An Integrated Grid Interface of Electrode for Sodium-Ion Battery

Sodium-ion batteries (SIBs) attract the research interest of many scientists due to their cost-effectiveness, the abundance of natural sodium resources, and the great potential to replace metal lithium batteries. However, they also encounter substantial issues including sluggish ion kinetics, substantial volume changes, and interfacial instability during cycling. In this study, a GDY/SnO₂/GDY heterostructured anode is fabricated using a grid encapsulation strategy, where SnO₂ nanoparticles are dispersed within a framework of graphdiyne (GDY) nanowalls. The interconnected porous GDY simultaneously enables rapid ion diffusion kinetics and efficient electron transport while providing mechanical compliance to accommodate volume variations of SnO₂. Interestingly, the integrated GDY framework acts as a protective barrier against SnO₂ nanoparticle agglomeration and structural coarsening during electrochemical cycling, thereby substantially improving electrode longevity.
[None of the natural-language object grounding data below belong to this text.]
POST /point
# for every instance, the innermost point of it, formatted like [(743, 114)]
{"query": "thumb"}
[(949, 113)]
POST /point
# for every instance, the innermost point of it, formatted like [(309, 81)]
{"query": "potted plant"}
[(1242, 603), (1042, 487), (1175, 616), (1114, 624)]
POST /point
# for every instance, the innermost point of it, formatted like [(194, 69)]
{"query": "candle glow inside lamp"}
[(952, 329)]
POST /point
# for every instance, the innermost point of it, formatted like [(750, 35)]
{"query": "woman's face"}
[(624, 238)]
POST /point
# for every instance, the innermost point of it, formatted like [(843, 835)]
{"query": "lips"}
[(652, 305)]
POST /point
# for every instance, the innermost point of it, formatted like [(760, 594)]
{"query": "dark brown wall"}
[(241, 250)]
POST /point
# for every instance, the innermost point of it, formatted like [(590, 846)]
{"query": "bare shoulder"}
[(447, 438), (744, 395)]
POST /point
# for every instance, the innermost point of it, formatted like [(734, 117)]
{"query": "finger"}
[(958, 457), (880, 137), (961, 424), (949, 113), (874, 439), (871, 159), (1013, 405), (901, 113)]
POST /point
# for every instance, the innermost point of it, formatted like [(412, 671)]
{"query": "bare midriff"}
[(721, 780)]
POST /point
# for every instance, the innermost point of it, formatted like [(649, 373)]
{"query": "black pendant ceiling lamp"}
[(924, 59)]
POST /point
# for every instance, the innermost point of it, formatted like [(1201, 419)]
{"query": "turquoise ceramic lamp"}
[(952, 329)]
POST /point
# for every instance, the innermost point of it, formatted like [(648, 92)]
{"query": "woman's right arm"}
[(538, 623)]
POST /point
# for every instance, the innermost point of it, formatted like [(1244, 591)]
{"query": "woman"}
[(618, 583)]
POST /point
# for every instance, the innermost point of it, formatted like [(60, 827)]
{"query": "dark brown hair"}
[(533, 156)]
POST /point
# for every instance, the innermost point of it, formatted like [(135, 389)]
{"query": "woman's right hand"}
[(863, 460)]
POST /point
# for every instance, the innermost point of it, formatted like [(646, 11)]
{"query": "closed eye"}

SIBs based on the GDY/SnO₂/GDY anode exhibit a stable specific capacity as high as 730 mAh g⁻¹ at 50 mA g⁻¹, remarkable rate capacity, and average specific capacity of 229.5 mAh g⁻¹ with ultralong stability for over 2750 cycles even at 5 A g⁻¹. This work highlights that the rational interface and structure design to realize rapid ion diffusion kinetics and resists volume changes of electrode material for high performance SIBs.